Having spearheaded the R&A's drive to introduce drug-testing – it was trialled at the Eisenhower Trophy in 2006 and then brought into the Open Championship as of 2009 – Dawson vigorously refutes such claims. He does concede, though, that the game cannot rest on its laurels.
"I don't know why complacency has been used," he said. "I don't think we have been. We have played a leading part in getting drug testing started in golf and we've never had a hint of a positive result at the Open.
"Some people look at golf and say we are all self-righteous so and sos. This is a reminder that these things are out there. They don't go away and you have to be vigilant.
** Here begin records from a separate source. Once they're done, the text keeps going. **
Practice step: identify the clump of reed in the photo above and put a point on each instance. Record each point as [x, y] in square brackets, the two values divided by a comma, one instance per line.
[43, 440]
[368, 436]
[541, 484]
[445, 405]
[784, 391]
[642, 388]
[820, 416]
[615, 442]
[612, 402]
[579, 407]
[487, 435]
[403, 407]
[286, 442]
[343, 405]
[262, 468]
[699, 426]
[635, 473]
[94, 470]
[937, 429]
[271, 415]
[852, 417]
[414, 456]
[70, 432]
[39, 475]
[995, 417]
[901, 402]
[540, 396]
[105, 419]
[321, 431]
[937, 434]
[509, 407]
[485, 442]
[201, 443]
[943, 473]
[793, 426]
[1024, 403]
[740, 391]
Do I think this is widespread in golf? Frankly, no, I don't. But I'm willing to be proved wrong.
"To find the substance that allegedly is contained in deer antler spray, you need a blood test rather than the urine test that is going on in golf. You begin to wonder if your testing regimes are right. This is going to cause a lot of soul searching and I wouldn't be surprised if there are changes [to procedure] in the future."
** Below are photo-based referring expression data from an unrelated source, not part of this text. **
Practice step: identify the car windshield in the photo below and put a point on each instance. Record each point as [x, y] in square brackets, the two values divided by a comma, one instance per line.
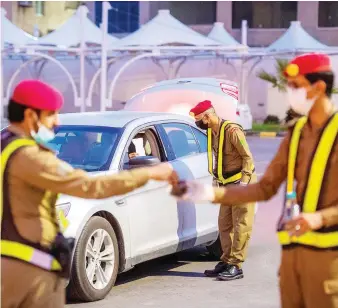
[86, 147]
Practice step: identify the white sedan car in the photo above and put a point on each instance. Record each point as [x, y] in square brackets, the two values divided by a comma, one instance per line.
[115, 234]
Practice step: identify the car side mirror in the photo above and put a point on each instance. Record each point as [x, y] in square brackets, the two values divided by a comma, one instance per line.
[141, 161]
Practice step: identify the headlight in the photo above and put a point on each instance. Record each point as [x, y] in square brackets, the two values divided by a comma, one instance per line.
[64, 207]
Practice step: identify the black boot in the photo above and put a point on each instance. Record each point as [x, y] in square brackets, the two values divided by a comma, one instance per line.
[231, 273]
[219, 268]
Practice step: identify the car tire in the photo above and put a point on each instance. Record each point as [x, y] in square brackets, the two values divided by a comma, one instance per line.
[80, 288]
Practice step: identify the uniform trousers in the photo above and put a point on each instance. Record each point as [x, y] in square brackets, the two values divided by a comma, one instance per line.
[235, 225]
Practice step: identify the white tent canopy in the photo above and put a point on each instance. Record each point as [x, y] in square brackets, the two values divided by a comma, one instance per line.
[69, 33]
[219, 34]
[296, 39]
[11, 34]
[164, 29]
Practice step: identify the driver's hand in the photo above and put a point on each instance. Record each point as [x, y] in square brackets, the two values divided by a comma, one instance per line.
[162, 172]
[194, 191]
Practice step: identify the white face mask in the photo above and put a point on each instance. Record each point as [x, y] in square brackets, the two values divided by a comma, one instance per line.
[43, 136]
[298, 101]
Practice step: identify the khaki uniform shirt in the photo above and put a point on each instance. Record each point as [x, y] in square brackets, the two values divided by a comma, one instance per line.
[33, 170]
[276, 174]
[237, 155]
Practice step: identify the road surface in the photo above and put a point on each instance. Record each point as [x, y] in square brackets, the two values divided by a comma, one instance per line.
[178, 280]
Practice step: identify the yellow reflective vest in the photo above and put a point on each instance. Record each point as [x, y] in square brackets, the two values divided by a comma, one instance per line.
[13, 245]
[218, 174]
[325, 237]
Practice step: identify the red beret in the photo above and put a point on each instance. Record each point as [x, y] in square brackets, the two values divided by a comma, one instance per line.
[38, 95]
[200, 108]
[307, 64]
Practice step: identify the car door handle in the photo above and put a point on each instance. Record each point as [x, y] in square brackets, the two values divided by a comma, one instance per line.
[120, 202]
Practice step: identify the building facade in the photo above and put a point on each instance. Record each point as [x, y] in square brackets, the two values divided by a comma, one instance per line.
[267, 20]
[39, 17]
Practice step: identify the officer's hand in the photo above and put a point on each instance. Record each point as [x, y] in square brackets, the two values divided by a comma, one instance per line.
[133, 155]
[162, 172]
[304, 223]
[194, 191]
Doug Barron, an American journeyman pro, was the first player to be banned for failing a drugs test by the PGA Tour in 2009. Now, the US officials have to decide what to do with a player who has won three majors and was a former world No 1.
"No two cases are the same," said Dawson. "As far as I know, a first offence on the PGA Tour is a one-year ban. I hope he [Singh] won't be treated overly harshly just because he's a marquee player. But that doesn't mean treating him mildly either."
Before deer antler spray reared its head, Dawson was embroiled in the weighty, well-publicised and decidedly messy issue of anchoring. The leading officials of the R&A and their counterparts at the United States Golfing Association came together at the tail end of 2012 to announce a proposed ban on anchoring a club to a part of the body during a stroke, thus negating the use of long putters.
In the ensuing 'period of consultation', Ted Bishop, the president of the PGA of America, unveiled his opposition to the outlawing before Mark King, the big-hitting chief executive of equipment manufacturer TaylorMade, recently waded into the debate. With all the subtlety of a flying mallet, he urged the US Tour to ignore the forthcoming ban claiming that the USGA – and presumably the R&A – would be "non-entities within 10 years" because the "industry is going to move away from them and pass them, they're going to be obsolete."
Dawson's response? "Who will be here in 10 years time? We'll have a bet on that," he said with a wry smile. "I think, frankly, he [King] demonstrated why you need independent governing bodies who don't have business interests in making the rules."
Both Bishop and King have indicated that golf is now at a point where two sets of rules, one for amateurs and one for professionals, should be considered as a potential solution in the wake of the anchoring affair. Of course, saying the dreaded word "bifurcation" in the company of Dawson is like holding up a crucifix to a vampire.
"I'm not going to attempt to defend the fact that we were a bit late in the day here [with the proposed anchoring ban], there's no doubt about that," said Dawson. "All the history has been towards the unification of the rules and the thing about bifurcators is that they can't explain where it all ends. I can understand why it [bifurcation] is the simplest solution but it's taking risks with the game."
Next on the horizon for Dawson is the Open at men-only Muirfield, where the media's heavy artillery will be moved into position for a sustained bombardment on the R&A's own all-male membership policy. With Augusta National opening its exclusive membership to two women last year, the pressure on the R&A has intensified and Dawson is stealing himself for a renewed assault on that front come summer.
"It's a very big issue both from the St Andrews side and the Muirfield side of it," he said. "If you want a soundbite job on it, then go ahead, but if anyone wants to go into the thing in depth it will take quite a while. I'm girding my loins for that . . . but I'm not quite ready for you yet."